Всё тот же казанок, почерневший от огня за минувшую неделю, вновь висел над костерком. Артель же – кто чистил рыбу, кто картошку, кто подносил сушняк, кто готовил из ракушек ложки, а кто – что-то искал в темноте близ упавшей много лет назад и теперь уже рассохшейся ольхи. Гульсум снова была нашей поварихой – колдовала над казанком.
Потрапезничавши, лишь я достал свою давнюю спутницу трубку, как мои юные друзья, то что называется, ничтоже сумняшеся, стали прикуривать то от самого костра, то от головёшек припасённые лишь давеча ольховые корешки. Косой десяток ртов начал выпускать клубы необычайно синего дыма.
– Вот я скажу вашей учительнице, – смеялась Гульсум.
– Скажи, скажи, – соглашался один из курильщиков, выпустив ей в лицо синюю струю.
– Уф, отрава, чистая отрава, – закрыла она лицо руками.
Трубка была, быть может, первым предметом, с которого начиналось ребячье уважение ко мне. Они пробовали из неё по затяжке, щёлкали языками, выражая тем самым высшую оценку табаку, упрекали друг друга за излишние притязания на затяжку. И теперь уже артель плотным кольцом обступила костёр, набросав в него весь запас дров, чтобы окончательно обсохнуть. Смех, шутки, говор. Гульсум, откидывая голову от дыма, тянула руки к огню, и видно было, что немало рада состоявшемуся предприятию. Но скоро уже, стараясь не привлекать внимания, прикрывала ладошкой рот – зевала, что было знаком: а не иссяк ли час потех?
Ребятня, закатав штанины, с шумом, говором стала переходить брод. Гульсум, остановившись у речной закраины, избалованно съёжилась, собрав плечи, сведя локти.
– Ой, не хочется в воду.
Это не строгий мужской расчет и не только дань сильного слабому, это природа так устроила сущность полов, чтобы мир не только испытывал людей неизбежным противоречием, но и полнил их сердца теплотой, согласием. Едва успело состояться последующее таинство, как уже отчетливо можно было слышать впереди шёпот:
– Смотри, смотри, он поднял её на руки.
– А она, смотри, обхватила его за шею.
Гульсум была легкой, как мечта. Пахло от неё дымом, речной водой и тихой нежностью. Я бы мог нести её целую ночь. Но речка была неширокой, а Гульсум хотелось спать.

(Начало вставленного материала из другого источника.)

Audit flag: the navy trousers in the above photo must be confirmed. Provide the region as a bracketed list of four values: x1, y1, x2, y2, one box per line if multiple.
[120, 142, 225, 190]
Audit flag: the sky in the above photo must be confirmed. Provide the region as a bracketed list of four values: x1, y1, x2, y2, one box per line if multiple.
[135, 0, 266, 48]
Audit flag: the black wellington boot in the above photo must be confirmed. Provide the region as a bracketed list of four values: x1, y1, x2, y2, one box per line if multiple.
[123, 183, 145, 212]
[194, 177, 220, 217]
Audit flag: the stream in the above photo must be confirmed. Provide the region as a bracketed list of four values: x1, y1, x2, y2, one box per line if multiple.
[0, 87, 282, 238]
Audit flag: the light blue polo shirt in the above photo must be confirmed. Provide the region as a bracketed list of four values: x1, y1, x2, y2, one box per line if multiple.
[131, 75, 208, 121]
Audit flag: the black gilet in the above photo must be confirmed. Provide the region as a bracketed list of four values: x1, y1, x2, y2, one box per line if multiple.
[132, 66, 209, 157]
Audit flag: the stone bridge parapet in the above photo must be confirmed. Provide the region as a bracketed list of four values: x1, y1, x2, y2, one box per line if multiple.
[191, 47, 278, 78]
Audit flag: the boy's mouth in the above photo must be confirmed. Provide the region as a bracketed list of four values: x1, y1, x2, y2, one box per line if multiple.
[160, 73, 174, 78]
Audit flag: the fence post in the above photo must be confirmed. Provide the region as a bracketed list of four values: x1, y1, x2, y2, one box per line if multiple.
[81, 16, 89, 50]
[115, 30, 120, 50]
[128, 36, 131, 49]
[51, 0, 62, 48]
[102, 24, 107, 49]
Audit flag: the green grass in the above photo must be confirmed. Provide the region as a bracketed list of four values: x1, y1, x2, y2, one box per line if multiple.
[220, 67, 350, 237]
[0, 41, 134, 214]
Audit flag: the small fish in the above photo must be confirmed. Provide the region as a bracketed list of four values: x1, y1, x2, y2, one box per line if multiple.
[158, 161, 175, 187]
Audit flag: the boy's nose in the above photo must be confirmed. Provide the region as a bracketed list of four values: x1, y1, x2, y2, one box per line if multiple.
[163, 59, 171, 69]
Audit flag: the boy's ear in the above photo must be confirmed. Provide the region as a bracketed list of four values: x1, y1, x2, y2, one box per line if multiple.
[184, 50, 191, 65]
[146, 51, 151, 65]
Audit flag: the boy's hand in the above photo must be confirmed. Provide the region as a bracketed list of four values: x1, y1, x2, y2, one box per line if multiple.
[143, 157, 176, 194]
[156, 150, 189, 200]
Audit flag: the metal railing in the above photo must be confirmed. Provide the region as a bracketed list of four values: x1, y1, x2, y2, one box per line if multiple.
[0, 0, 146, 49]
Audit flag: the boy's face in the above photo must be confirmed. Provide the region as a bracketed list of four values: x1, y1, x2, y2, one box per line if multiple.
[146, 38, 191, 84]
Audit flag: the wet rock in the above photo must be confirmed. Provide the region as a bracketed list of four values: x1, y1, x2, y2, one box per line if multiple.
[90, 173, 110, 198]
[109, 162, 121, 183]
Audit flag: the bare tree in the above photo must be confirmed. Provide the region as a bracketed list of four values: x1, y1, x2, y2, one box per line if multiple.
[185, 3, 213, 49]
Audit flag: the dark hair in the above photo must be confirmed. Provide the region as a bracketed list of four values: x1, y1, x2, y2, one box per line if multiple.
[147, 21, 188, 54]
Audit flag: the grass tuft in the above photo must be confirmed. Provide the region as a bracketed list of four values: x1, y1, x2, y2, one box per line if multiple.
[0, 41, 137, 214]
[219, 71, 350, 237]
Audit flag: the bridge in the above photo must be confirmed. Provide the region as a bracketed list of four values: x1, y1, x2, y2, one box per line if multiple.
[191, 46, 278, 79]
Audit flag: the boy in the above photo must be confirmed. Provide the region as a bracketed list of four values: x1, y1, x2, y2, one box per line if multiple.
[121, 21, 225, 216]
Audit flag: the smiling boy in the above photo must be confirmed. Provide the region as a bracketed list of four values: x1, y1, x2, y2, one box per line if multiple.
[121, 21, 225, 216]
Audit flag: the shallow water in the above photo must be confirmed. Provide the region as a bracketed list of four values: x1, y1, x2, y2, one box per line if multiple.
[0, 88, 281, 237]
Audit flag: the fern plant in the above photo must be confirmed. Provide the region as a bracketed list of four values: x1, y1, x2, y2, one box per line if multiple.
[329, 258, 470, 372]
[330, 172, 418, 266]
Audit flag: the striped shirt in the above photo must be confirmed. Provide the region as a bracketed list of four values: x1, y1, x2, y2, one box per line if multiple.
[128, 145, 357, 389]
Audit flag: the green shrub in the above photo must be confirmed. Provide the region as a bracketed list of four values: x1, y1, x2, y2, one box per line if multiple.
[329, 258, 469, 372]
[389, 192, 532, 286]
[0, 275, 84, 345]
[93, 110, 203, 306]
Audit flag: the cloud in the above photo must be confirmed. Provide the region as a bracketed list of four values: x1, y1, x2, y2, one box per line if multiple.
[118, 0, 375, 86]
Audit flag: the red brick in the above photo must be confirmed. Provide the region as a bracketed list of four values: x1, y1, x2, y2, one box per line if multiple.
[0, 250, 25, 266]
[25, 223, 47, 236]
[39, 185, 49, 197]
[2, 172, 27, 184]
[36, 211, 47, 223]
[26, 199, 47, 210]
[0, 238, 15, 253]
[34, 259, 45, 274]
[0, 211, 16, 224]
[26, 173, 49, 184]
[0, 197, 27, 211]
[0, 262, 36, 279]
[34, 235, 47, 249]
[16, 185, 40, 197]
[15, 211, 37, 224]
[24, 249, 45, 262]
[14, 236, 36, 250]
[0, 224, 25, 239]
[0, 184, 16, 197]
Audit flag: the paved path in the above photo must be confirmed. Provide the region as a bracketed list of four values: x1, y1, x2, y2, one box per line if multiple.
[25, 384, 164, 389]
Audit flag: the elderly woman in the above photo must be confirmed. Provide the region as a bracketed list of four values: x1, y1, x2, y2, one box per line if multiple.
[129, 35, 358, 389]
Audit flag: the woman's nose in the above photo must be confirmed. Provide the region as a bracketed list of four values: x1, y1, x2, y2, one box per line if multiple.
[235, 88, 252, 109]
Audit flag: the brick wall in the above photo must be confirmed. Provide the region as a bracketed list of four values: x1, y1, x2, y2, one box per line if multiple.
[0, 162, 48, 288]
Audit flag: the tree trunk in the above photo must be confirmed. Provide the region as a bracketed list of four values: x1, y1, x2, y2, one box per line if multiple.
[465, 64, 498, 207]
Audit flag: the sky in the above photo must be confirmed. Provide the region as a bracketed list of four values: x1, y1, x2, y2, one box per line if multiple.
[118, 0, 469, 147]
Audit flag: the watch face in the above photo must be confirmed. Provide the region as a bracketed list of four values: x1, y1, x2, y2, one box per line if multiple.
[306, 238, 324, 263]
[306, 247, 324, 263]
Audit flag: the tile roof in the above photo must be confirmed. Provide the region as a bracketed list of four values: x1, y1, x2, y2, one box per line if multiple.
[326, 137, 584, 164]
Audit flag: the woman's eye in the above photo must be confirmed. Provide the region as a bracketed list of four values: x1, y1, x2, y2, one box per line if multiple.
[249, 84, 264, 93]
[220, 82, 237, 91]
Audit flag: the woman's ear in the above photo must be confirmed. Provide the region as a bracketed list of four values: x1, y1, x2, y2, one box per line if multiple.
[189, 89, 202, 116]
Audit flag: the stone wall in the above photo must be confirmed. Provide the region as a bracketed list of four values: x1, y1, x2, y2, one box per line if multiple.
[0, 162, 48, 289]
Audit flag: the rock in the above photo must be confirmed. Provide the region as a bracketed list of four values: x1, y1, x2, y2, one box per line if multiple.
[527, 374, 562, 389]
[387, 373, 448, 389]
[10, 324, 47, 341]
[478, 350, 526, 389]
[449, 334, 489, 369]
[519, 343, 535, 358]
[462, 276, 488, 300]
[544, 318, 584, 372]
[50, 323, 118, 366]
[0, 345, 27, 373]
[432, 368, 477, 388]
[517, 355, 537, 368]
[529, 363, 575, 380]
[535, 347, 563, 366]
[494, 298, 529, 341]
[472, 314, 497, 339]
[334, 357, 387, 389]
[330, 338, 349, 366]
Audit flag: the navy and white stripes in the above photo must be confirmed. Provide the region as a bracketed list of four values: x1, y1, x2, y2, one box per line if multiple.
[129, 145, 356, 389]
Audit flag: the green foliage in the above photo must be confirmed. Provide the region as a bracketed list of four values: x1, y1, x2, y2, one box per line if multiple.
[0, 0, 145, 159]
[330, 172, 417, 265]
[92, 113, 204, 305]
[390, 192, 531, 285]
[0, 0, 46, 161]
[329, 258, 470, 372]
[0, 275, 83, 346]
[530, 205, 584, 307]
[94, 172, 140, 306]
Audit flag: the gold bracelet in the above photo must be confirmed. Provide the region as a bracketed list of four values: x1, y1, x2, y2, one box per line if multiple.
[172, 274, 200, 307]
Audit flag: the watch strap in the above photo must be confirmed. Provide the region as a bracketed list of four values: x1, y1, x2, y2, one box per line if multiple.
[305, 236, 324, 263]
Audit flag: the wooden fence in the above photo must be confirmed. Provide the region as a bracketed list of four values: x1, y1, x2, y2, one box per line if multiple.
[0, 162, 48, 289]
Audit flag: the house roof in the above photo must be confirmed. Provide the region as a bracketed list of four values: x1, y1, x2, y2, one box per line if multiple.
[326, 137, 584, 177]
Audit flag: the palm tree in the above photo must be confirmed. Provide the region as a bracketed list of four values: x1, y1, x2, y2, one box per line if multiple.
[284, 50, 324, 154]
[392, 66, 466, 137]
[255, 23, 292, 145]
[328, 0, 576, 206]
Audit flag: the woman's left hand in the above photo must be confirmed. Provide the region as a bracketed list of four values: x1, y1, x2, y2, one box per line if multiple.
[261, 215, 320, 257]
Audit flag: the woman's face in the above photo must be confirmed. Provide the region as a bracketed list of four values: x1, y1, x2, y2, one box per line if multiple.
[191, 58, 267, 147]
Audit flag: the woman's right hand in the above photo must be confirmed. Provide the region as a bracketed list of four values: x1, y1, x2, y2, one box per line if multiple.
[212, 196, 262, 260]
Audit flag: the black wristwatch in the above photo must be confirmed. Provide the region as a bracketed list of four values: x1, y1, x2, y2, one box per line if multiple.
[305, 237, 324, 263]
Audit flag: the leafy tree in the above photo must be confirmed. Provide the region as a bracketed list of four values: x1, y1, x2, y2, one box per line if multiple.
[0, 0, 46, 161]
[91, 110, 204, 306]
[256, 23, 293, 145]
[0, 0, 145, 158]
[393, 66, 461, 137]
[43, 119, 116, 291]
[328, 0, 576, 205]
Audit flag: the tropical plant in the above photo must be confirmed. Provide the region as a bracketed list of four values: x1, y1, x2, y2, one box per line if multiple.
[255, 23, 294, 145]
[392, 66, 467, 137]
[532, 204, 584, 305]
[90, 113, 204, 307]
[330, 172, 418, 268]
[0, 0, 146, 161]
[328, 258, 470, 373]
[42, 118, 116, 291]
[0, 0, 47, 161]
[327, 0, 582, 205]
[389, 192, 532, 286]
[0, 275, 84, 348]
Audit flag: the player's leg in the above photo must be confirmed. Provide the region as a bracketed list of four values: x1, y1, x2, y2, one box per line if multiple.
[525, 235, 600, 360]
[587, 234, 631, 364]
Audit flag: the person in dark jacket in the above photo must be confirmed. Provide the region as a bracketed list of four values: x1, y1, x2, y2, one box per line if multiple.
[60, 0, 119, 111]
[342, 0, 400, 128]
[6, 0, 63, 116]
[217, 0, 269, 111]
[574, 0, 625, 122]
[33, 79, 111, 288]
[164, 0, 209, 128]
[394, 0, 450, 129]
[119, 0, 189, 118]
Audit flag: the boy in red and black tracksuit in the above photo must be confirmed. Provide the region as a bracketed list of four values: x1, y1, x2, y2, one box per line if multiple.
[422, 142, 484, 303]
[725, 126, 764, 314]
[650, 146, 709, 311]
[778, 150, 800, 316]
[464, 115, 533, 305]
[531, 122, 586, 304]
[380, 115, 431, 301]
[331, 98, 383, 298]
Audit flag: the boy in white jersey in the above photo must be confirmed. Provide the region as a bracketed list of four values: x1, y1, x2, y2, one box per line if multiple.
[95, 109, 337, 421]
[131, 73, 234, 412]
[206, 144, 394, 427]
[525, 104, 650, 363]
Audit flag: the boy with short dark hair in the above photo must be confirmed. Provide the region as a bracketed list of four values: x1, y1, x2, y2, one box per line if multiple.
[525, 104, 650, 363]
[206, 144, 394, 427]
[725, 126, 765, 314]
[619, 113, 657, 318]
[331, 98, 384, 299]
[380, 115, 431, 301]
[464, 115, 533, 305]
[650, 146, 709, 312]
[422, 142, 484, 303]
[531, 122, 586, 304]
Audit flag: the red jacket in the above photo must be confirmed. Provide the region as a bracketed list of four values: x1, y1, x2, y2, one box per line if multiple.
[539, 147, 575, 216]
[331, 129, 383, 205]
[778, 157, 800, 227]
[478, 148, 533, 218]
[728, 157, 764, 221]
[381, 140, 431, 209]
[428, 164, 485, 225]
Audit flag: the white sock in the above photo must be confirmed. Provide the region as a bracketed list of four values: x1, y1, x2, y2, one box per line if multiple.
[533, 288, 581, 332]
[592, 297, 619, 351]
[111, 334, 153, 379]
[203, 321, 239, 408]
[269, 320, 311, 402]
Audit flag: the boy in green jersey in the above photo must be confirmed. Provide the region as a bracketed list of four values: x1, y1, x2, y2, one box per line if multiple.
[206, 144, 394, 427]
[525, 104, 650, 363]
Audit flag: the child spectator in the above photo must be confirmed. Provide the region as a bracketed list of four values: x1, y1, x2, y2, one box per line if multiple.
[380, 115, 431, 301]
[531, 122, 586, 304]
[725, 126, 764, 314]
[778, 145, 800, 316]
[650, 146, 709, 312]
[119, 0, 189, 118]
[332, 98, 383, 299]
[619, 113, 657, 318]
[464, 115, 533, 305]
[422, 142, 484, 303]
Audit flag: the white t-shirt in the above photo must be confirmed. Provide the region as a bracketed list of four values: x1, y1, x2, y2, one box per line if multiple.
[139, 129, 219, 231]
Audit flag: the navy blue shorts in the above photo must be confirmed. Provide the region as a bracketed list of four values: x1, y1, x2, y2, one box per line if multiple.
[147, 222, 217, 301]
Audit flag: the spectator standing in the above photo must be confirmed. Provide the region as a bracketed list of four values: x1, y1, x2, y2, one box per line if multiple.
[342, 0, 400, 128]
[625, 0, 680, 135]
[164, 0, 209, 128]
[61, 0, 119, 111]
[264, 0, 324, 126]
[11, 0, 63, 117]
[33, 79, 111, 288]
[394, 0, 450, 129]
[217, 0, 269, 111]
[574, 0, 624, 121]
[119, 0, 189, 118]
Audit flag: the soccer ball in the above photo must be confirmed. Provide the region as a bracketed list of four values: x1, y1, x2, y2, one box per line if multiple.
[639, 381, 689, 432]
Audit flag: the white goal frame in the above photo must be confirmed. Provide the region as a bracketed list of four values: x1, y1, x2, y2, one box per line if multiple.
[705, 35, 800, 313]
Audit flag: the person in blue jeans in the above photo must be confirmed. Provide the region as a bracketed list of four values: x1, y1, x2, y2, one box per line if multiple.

Еще целую неделю оставался я в деревне. Нет, целую вечность. Потому что, хотя в те дни летнего равноденствия от вечерних сумерек до рассвета всего-то три-четыре часа, для того чтобы сердца двоих бились в унисон, а дыхание было единым, важна не продолжительность времени, а то, что месяц повис хоть на час над головами двоих счастливых.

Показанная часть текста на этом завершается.